仮想通貨市場構造を定める「クラリティー法案」に対し、ニューヨーク州司法長官のレティシア・ジェームズ氏は14日、反対を呼びかける書簡を18州・地域の司法長官連名で米上院に送付したと発表した。書簡は上院銀行委員会のティム・スコット氏(委員長)とエリザベス・ウォレン氏(筆頭理事)宛てに送られ、法案が詐欺被害者保護のための州の権限を弱体化させると警告した。
書簡はまた、SECに州の登録認可制度を上書きする裁量を与える条項が、証券規制の枠組み全体を揺るがしかねないと指摘。ジェームズ氏は声明で、法案が詐欺師を勢いづかせ司法長官の投資家保護権限を奪いかねないと語った。
米上院は15日(日本時間16日午前)、クラリティー法案の審議入りの可否を問うクローチャー(討論終結)投票を予定している。
司法長官らは書簡の中で、仮想通貨詐欺被害の増加を法案反対の根拠に挙げた。米連邦捜査局(FBI)によると、2025年の仮想通貨関連詐欺被害額は114億ドルに達し、2024年比で22%増加した。
米連邦取引委員会(FTC)も同年の関連被害額を17.8億ドルと発表し、前年から25.6%増加したとしている。ニューヨーク州司法長官室(OAG)への詐欺関連の苦情件数は過去3年で3倍に増え、過去5年間の被害総額は5億ドル近くに上るという。
書簡で司法長官らは、トークン化の有無を問わず証券に対する州の執行権限を維持し、連邦政府と州の協力体制を存続させる内容の法整備を求めた。
なお、ジェームズ氏はステーブルコイン大手テザーへの初の法的措置や、仮想通貨企業ギャラクシー・デジタルとの2億ドルの和解合意など、仮想通貨関連の摘発を主導してきた。
クラリティー法案をめぐっては、全米インディアン・ゲーミング協会のデービッド・ビーン氏(議長)が11日、改定法案は部族側の懸念に十分応えていないと述べた。改定版はDeFi(分散型金融)規定の適用範囲を現物取引および現金決済のデジタルコモディティ取引に限定し、ブロックチェーン基盤の予測市場をこの適用除外の対象から外した。
ビーン氏は、カルシやポリマーケットなど予測市場プラットフォームが先住部族・州のギャンブル規制を受けないまま事業を続けられる懸念は残ると指摘した。
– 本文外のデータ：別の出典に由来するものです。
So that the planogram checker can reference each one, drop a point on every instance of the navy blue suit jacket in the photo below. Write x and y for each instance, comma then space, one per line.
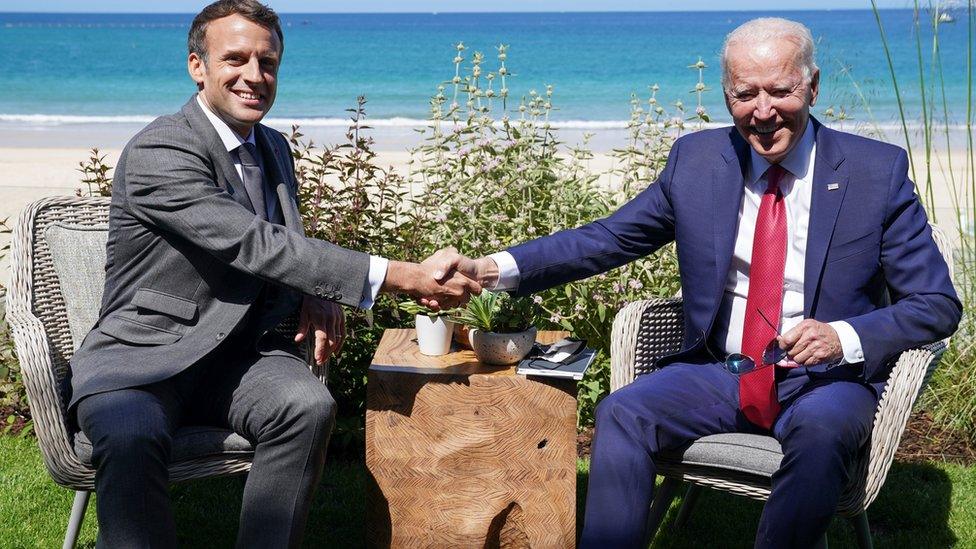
870, 258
改定版はまた、実質的な管理者が存在するにもかかわらず「分散型」を名乗るプロトコルにCFTCへの登録と資金洗浄対策規制の順守を義務付けており、ビーン氏はこれを2010年のドッド・フランク法以来最大規模のCFTC権限拡大だと語った。
ビーン氏はこうした状況について、CFTCが先住部族や州の法律に反してギャンブル的取引を容認していると非難した。